3) I really hope metrics are being tracked
I don't think reimbursements here are linked to patient satisfaction (nor should they be) but I have a new appreciation for the importance of data collection when trying to make improvements. After asking the attendings how many patients are treated daily or annually, there are no hard numbers. How about main diagnoses or length of stay or patient demographics? ...crickets... And so perhaps visits/presenting complaints/diagnoses and other vital information is being tracked but even if it is, this information needs to be readily available if we are to democratize the quality improvement process.

4) Emergency Medicine is Emergency Medicine
Heart attacks in Ethiopia have identical EKGs to heart attacks in Atlanta. You can diagnose a septic shock patient from the doorway at Black Lion just as easily as you can at Grady (albeit, there are no automatic BP cuffs here so the "shock" part involves more guessing). Drinking pesticide in an attempt to commit suicide here looks just like the textbooks say but people in urban Atlanta don't have the same access to pesticides and too much access to heroin/guns, so the mental health crisis looks a little different. But when broken down to its core, it is reassuring to see that Emergency Medicine is pretty consistent the world over. Vital signs are vital and in the eternal words of Dr. Liebzeit, "oxygen is good and blood goes round and round." 

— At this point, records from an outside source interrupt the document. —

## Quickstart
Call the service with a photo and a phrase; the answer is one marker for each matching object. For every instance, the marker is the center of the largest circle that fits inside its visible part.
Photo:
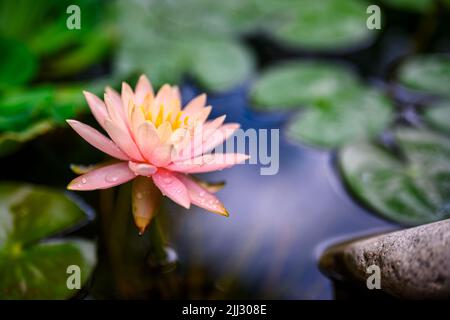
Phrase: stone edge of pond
(414, 263)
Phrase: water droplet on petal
(167, 180)
(111, 178)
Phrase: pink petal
(116, 100)
(195, 105)
(172, 187)
(147, 139)
(97, 107)
(163, 96)
(115, 111)
(97, 139)
(143, 87)
(208, 162)
(199, 145)
(142, 169)
(219, 136)
(199, 196)
(146, 200)
(162, 155)
(103, 178)
(123, 139)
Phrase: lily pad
(430, 74)
(438, 116)
(167, 40)
(419, 6)
(17, 64)
(412, 189)
(293, 85)
(349, 116)
(219, 65)
(31, 268)
(325, 25)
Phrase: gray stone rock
(414, 263)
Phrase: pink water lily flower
(158, 144)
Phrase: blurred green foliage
(427, 73)
(31, 268)
(337, 107)
(37, 48)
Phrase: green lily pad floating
(349, 116)
(438, 116)
(293, 85)
(411, 190)
(430, 74)
(167, 40)
(17, 64)
(31, 268)
(26, 114)
(338, 108)
(325, 25)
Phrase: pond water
(278, 224)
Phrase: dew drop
(167, 180)
(111, 178)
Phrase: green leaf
(411, 191)
(17, 64)
(430, 74)
(325, 25)
(29, 267)
(167, 40)
(292, 85)
(30, 213)
(11, 141)
(438, 116)
(220, 65)
(19, 108)
(347, 117)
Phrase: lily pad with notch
(33, 266)
(412, 188)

5) Prehospital Medicine/EMS drastically impacts the practice of Hospital Emergency Medicine
Black Lion has a cardiac cath lab. They also know how to give lytics (clot busting medication) if someone presents with an acute heart attack, even though the patient would have to buy the drugs from a nearby pharmacy on their way into the ED. The third year residents I rounded with said they had seen clot busters given once. No patients have gone from the ED to the cath lab. This is not for a lack of heart attack patients. But if you sit at home for three days before coming to the ED or if it took a week to get transferred from your regional hospital, or if you had to walk for the past 5+ days to get to the ED, then you're outside the window for acute intervention. All that's left is for the ED physician to do an EKG, order some meds, call the cardiologist and get you admitted. Without a functioning ambulance system, the number of life-saving interventions available to emergency docs shrinks exponentially. Those who survive long enough to get to the ED will probably continue surviving. Those who didn't survive we never hear about. 

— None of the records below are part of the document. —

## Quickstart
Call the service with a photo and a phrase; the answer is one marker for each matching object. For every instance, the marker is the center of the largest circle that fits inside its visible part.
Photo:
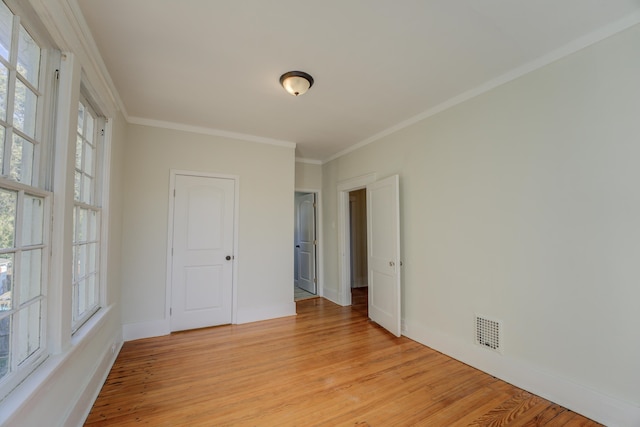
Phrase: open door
(383, 228)
(305, 251)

Quick list of hypothetical patients seen in the ED (warning: lots of medical terminology):
- Two intentional organophosphate ingestions/suicide attempts - both intubated, one with a ventilator and one with nasal cannula tubing running from the O2 tank into the endotracheal tube. There's atropine but no pralidoxime 
- STEMI, NSTEMI, AFib with RVR on digoxin
- Septic Shock in patient with severe kyphoscoliosis who's bedbound and has at least three potential sources of infection
- Aortic thrombus that presented as abdominal pain, then had acute respiratory failure/asthma exacerbation and was intubated, then a few days later became peritonitic with abdominal distension, found to have mesenteric ischemia, and unfortunately died the next night
- Crohn's disease with known fistulae, now urosepsis, no one wanted to admit her

It's late and so I'll save my Addis musings for another day. In the meantime, excited to give my second lecture tomorrow (Mechanical Ventilation! Oh boy! What a Treat!) and so I'm off to rest my eyes. Goodnight Addis and Merry Christmas!